Here's a simplified version of my data:
s.uid | v.uid | |
---|---|---|
1 | 1 | 3 |
2 | 2 | 9 |
3 | 3 | 8 |
4 | 4 | 5 |
5 | 5 | 2 |
6 | 9 | 2 |
7 | NA | 7 |
8 | 5 | 9 |
9 | 9 | 5 |
And here is what I want to create:
s.uid | v.uid | s.in.v | v.in.s | |
---|---|---|---|---|
1 | 1 | 3 | 0 | 0 |
2 | 2 | 9 | 0 | 0 |
3 | 3 | 8 | 1 | 0 |
4 | 4 | 5 | 0 | 0 |
5 | 5 | 2 | 1 | 1 |
6 | 9 | 2 | 1 | 1 |
7 | NA | 7 | NA | 0 |
8 | 5 | 9 | 1 | 1 |
9 | 9 | 5 | 2 | 2 |
Note that, where there is an NA, I would like the NA to be preserved. I'm currently trying to work in tidyverse and piping where possible, so I would prefer answers in that kind of format, but I'm open to any solution!
I tried adapting user438383's answer to my previous question but it threw an error (I'm quite new to R so I wasn't sure what this meant!):
# DUMMY DATA TEST
s.uid <- c(1:5, 9, NA, 5, 9)
v.uid <- c(3, 9, 8, 5, 2, 2, 7, 9, 5)
dat <- tibble(s.uid, v.uid)
dat %>%
group_by(s.uid) %>%
mutate(s.in.v = cumsum(dat$v.uid %in% s.uid)) %>%
group_by(v.uid) %>%
mutate(v.in.s = cumsum(dat$s.uid %in% v.uid))
Error: Problem with `mutate()` input `s.in.v`.
x Input `s.in.v` can't be recycled to size 1.
ℹ Input `s.in.v` is `cumsum(dat$v.uid %in% s.uid)`.
ℹ Input `s.in.v` must be size 1, not 9.
ℹ The error occurred in group 1: s.uid = 1.

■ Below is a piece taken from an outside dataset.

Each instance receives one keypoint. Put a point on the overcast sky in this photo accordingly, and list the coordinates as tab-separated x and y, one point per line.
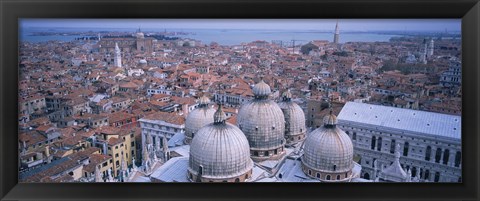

One approach is to use the magrittr pipe placeholder dot, and a rowwise
approach, summing the number of TRUE
values of a subset of the column.
dat %>%
mutate(n = row_number()) %>%
rowwise() %>%
mutate(s.in.v = ifelse(is.na(s.uid), NA, sum(s.uid == .$v.uid[1:n], na.rm = T)),
v.in.s = ifelse(is.na(v.uid), NA, sum(v.uid == .$s.uid[1:n], na.rm = T))) %>%
ungroup() %>%
select(-n)
# A tibble: 9 x 5
n s.uid v.uid s.in.v v.in.s
<int> <dbl> <dbl> <int> <int>
1 1 1 3 0 0
2 2 2 9 0 0
3 3 3 8 1 0
4 4 4 5 0 0
5 5 5 2 1 1
6 6 9 2 1 1
7 7 NA 7 NA 0
8 8 5 9 1 1
9 9 9 5 2 2
Note that this is likely not computationally efficient.